Some people are naturally better than others in working the social scene. There are those that just ooze charisma and charm and seem to be gifted in putting others at ease and letting the conversation flow naturally. There are the lucky few that draw people to them without any effort. But for most of us, we feel shy and awkward in social settings.
Put yourself at ease and remember these pointers:
- Smile! A smile is understood in any culture and any age as a sign of friendship. So go ahead! It will put the other person at ease. You will seem approachable and happy. It will let the other person know that you are safe to talk to.
- May eye contact. Good eye contact engages the other person to you. When you are introduced to someone, shake their hand in a firm grip and repeat their name. That will help you remember their name. Making eye contact shows you have confidence and shows you are interested in the other person.
- Put things in perspective. They are just people, just like you. The people around you have problems, issues and have to go to the bathroom just like you do. The outside packaging may vary, but on the inside, you probably have more in common with them that you realize.
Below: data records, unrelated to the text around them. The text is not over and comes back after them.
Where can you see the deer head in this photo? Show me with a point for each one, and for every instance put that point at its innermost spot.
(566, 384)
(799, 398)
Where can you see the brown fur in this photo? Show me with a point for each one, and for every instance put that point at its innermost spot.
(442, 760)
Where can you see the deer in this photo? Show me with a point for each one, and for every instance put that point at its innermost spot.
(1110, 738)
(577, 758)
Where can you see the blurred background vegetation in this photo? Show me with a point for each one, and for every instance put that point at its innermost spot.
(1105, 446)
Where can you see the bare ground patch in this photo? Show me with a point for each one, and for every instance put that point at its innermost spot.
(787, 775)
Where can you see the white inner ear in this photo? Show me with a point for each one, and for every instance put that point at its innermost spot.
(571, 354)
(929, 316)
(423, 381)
- Start small. If being at ease in a big party is too much for you, start off with smaller gatherings and groups, like a small dinner party. It’s less intimidating to approach smaller groups than larger ones.
- Go with friends. Having a trusted friend next to you makes it less intimidating to walk into a room full of people. It’s the same idea behind why girls need to go to the bathroom in groups. There is safety in numbers! But remember that even if you walk in as a pair, it doesn’t mean you just stick together the whole time. The point in a social gathering is you make friends with other people.
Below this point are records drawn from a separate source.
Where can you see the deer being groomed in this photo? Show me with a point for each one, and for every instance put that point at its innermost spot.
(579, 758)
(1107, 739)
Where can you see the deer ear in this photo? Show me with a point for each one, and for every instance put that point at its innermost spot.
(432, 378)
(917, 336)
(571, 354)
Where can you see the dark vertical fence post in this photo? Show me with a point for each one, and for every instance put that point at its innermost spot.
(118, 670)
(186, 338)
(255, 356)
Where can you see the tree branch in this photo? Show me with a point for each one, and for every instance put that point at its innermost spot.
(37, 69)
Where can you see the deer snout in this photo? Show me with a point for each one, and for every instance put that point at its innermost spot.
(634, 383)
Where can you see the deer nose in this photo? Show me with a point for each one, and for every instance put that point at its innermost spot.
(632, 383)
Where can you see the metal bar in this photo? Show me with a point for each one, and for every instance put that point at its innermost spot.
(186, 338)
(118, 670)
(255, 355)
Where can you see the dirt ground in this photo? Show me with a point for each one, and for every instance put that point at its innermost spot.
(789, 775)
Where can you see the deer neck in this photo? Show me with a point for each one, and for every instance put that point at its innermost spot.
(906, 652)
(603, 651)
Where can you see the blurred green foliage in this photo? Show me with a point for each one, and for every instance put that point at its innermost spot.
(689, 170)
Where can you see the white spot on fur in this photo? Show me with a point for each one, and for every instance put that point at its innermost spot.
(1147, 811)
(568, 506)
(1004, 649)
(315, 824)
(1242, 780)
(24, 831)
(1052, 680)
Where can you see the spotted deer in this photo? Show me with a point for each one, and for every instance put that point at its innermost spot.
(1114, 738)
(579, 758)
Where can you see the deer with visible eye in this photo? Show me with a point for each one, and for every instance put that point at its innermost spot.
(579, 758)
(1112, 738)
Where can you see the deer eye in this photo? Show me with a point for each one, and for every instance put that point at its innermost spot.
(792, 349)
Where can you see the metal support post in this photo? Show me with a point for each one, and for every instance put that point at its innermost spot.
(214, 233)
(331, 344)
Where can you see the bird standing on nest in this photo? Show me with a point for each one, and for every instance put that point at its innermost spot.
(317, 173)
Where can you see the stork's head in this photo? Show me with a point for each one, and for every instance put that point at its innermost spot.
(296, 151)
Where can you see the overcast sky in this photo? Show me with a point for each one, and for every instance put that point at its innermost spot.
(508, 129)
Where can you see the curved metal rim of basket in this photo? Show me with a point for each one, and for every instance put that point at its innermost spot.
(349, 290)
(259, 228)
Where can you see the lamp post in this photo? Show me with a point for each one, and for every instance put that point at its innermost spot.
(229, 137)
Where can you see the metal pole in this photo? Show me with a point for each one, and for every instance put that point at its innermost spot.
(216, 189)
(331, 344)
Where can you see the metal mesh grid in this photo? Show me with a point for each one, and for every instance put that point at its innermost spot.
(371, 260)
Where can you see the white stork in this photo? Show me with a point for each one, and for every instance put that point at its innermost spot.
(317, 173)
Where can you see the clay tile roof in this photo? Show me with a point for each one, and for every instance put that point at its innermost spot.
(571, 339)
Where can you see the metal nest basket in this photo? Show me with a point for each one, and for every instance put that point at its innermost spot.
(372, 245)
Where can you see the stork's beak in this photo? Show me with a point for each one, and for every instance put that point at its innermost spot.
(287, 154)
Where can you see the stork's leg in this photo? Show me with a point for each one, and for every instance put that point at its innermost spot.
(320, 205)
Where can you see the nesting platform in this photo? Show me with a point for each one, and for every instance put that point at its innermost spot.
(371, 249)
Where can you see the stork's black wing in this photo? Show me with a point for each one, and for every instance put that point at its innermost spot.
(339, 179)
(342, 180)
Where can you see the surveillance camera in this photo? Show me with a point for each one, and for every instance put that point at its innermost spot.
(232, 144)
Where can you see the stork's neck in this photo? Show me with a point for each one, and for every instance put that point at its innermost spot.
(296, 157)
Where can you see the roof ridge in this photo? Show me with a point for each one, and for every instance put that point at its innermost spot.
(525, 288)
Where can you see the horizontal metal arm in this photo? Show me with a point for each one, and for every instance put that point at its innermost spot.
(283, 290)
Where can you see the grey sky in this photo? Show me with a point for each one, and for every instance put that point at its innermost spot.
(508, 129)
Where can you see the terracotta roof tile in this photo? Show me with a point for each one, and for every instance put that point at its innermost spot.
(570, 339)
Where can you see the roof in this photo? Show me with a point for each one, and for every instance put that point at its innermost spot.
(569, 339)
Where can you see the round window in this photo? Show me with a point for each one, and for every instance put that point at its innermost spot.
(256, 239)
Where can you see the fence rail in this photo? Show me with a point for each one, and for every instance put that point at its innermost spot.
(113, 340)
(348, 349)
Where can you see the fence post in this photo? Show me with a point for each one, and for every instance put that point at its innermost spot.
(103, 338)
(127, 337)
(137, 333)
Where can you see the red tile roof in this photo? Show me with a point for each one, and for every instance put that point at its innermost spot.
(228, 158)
- Ask the other person questions. Nothing gets a conversation going than asking the other person to talk about himself! It will seem that you are interested. Pay attention to what he is saying and keep asking questions based on his answers. The other person will likely feel you were a good conversationalist even though they did most of the talking. Start with neutral topics and nothing too controversial. If you are put on the spot and don’t know what to answer, throw back the question at them with “Well, what do you think?” or “What about you?”.
- Don’t use alcohol or other substances to remove your inhibitions. It may be tempting to drink to relax, but this is a bad idea. It’s smarter to nurse one drink the whole time and work the crowd. You may lose count and end up being known as the party drunk. This is the worst impression to make in any setting.
- Go to social settings with a shared interest. For example joining an art class automatically puts you in a setting with other people you already have a common interest in. You now have something to talk about and work it from there.
No matter what the setting, there’s no need to be shy around other people. Strangers are friends you just don’t know yet!